Navigate to Safe Harbors with Short Sales and Deeds in Lieu of Foreclosure
Two other popular options are a short sale or a deed in lieu of foreclosure. From the homeowner’s perspective, these are similar options in that the end result of each is the loss of the home. In a short sale, the home is sold to a third party for less than the balance due under the mortgage loans. In order to pass clear title to the new buyer, though, the mortgage lender must agree to release its lien for less than the full payoff of the loan. Therefore, the mortgage lender is an important party to the transaction. A deed in lieu is the transfer of the home directly to the mortgage lender who will thereafter resell the property to a third party without ever completing the foreclosure process. In both of these transactions, the key for the homeowner is to negotiate with the lender as to whether the remaining balance of the mortgage loan will be forgiven and to document the same by some written agreement.

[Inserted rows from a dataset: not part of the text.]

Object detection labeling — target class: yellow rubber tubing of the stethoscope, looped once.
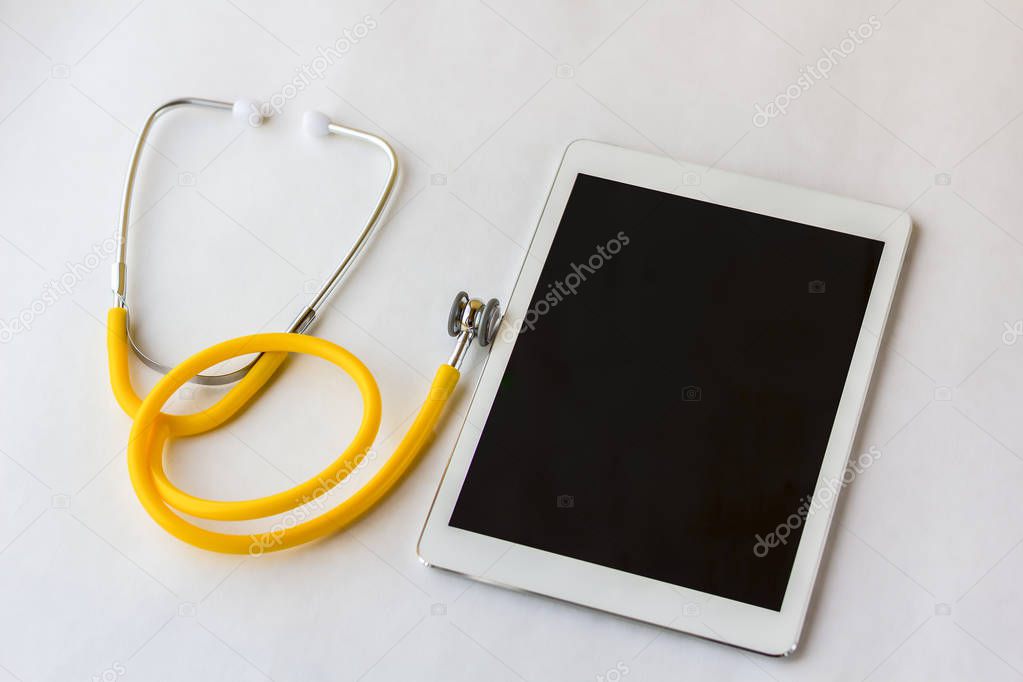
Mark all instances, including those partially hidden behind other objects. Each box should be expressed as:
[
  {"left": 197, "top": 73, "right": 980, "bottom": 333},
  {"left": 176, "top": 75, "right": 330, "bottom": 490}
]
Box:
[{"left": 107, "top": 308, "right": 459, "bottom": 554}]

Decommission the Ship with the Planned Surrender of the Home in a Bankruptcy
Surrendering a home through a bankruptcy provides protection to the homeowner from the potential deficiency claim that might otherwise be collected from him or her after the foreclosure of the property is completed. Depending on the homeowner’s income and assets, such a bankruptcy might take the form of either a Chapter 7 liquidation or Chapter 13 reorganization, but either form of bankruptcy will provide the ultimate relief for the client. Another benefit of surrendering a home in a bankruptcy is that the homeowner may continue to reside in the property without making any mortgage payments until the ultimate foreclosure sale, often months or even years before the final sale is completed.
Lighten the Load and Eliminate Second Mortgages and Equity Lines
For those homeowners with multiple mortgages that want to remain in their homes but cannot afford their mortgage payments, a Chapter 13 bankruptcy permits a homeowner to void and remove second mortgages and equity lines to the extent that they are completely unsecured. In other words, if the balance of the first mortgage exceeds the value of the home, then the homeowner may use the Chapter 13 process to strip off and void the remaining inferior mortgage liens against the property. Second mortgages and equity lines were heavily marketed by some lenders in the early 2000′s as property values soared but these loans have choked the finances of many homeowners during the recession of the last several years. The ability to completely eliminate such a mortgage payment from a homeowner’s budget is a unique and powerful tool in bankruptcy that will often make the difference in whether the home may be saved.
Right the Ship and Get Back on Course through a Chapter 13 Bankruptcy
Another important use of a Chapter 13 bankruptcy is to help a homeowner stop the foreclosure process and catch up any missed mortgage payments through a Court approved repayment plan. Although such a scenario would not permit the homeowner to reduce his or her mortgage payment or otherwise modify its terms, a Chapter 13 bankruptcy may offer the struggling borrower the second chance necessary to save the home and recover from some temporary personal financial setback like a job loss, demotion or unforeseen medical complication.
A family’s largest single investment is typically the home. Trying to keep a home that is significantly underwater can in some cases prolong a bad investment and lead to financial pressures in the family. Options are available to such homeowners but they should always seek out professional legal advice to guide them through the process in order to navigate the smoothest course out of the financial storm.